Any investor worth their salt knows that work is overrated. Home-grown, hard labor merely propagates a zero-sum game of economic cat-and-mouse. Coffers are not filled by old-school hard knocks; bank accounts brim through savoir-faire investing. The concept? Make money work while you don’t. That’s the basis of capitalism, and why higher rate CDs can generate income and enhance finances.
CDs are certificates of deposit, special savings accounts offered by banks, credit unions and thrift institutions. Bank CDs are insured up to $250,000 by the FDIC, and credit union CDs are insured by the NCUA. Principal placed in a CD cannot be withdrawn without penalty – usually the quantity of accrued interest but may include all funds except the original capital – until a stated maturation date, which usually ranges between 30 days and 10 years. Accounts with maturation dates longer than 10 years are termed IRA retirement CDs and pay the cumulative interest on the maturation date. Many CDs have initial deposit minimums, which affect interest rates, and some may have other withdrawal or transfer limits. Interest rates usually vary between .25% and 5% APY. Higher rate (high-yield) CDs are those with APY rates between 1.5% and 5%.
Higher rate CDs are an integral part of everyone’s prosperity portfolio. CDs bestow two main benefits: they generate income and enhance finances.

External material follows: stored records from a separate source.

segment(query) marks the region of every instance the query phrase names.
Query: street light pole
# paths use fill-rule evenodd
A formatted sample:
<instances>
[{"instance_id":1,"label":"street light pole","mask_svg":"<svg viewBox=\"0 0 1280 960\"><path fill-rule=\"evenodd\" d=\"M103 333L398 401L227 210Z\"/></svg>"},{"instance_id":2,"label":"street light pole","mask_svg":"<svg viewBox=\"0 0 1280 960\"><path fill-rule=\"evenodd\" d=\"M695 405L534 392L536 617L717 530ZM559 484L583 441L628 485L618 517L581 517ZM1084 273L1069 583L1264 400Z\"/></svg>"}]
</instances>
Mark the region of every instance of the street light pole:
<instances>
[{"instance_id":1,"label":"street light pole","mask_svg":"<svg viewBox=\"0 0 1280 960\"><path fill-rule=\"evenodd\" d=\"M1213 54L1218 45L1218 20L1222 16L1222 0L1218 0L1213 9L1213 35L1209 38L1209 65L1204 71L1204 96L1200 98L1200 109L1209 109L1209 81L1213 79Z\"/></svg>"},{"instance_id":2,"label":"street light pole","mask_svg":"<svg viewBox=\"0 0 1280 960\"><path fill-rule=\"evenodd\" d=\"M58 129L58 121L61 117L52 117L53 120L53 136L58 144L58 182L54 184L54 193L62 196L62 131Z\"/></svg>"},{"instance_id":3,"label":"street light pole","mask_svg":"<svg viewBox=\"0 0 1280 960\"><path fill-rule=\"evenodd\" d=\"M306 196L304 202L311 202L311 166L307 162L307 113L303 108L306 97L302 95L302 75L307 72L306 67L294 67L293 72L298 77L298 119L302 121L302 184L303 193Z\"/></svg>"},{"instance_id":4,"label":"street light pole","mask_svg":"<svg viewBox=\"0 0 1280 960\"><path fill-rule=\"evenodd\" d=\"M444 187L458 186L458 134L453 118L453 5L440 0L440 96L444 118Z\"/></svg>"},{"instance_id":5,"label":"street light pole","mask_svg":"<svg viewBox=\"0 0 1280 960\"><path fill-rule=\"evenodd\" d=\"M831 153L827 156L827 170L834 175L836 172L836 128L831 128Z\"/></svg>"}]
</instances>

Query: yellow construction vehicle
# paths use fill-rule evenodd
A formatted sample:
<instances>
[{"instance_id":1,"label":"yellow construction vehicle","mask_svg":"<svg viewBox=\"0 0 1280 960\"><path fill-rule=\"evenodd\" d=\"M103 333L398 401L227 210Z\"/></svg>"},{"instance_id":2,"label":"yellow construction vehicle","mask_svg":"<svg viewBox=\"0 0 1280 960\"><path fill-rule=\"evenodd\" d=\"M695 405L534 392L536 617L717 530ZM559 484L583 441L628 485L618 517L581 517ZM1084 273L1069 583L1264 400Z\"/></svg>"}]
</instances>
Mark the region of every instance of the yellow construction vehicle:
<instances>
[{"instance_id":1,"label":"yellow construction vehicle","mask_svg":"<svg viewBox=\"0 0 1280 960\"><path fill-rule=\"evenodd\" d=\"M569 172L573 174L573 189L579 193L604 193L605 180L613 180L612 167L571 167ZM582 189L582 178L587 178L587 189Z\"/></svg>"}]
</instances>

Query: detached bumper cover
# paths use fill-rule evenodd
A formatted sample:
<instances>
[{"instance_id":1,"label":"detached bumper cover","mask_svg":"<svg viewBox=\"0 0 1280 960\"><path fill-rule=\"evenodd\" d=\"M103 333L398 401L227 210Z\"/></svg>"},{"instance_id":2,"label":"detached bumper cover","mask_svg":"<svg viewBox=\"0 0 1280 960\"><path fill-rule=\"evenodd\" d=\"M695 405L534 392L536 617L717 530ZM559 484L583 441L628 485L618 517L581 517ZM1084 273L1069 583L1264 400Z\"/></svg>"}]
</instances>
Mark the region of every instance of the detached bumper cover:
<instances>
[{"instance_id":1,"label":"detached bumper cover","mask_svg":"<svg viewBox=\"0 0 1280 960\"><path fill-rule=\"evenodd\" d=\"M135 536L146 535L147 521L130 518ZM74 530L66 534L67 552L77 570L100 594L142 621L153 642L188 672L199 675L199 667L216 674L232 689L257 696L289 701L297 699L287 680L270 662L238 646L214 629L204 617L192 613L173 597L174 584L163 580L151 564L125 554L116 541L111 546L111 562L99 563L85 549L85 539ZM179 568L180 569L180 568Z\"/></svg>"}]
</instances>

In the days of hard knocks, income was what you earned. Now, income is what you get. Principal placed in a CD generates income by compounding interest. This is important for two reasons: first, it increases the ratio of labor to profit; second, it offsets the potentially devastating effects of inflation.
The phrase “enhance finances†sounds grand but remains ambiguous. What does it mean in tangible terms? Enhanced finances are strong finances: a reliable retirement plan, children’s college fund, six-month emergency fund, paid bills, and general piece of mind. How can higher rate CDs check off this list?
CDs are part of a diversified portfolio. If stocks go south, bonds go bad, or mortgages crash and burn, the reliability of a CD helps to maintain monetary equilibrium.
For the spendthrifts and obsessive-compulsive shoppers, the inflexibility of a CD withdrawal can be a help, not a hindrance. A CD can be used to prevent the account holder from spending more than what should be spent.
A young man, even if he is exceptionally smart, won’t be going off to college before the scheduled due date. Higher rate CDs secure funds for future children’s education while keeping pace with inflation.
All it takes is a signature and deposit. That’s savvy investing, and that’s how higher rate CDs can generate income and enhance finances.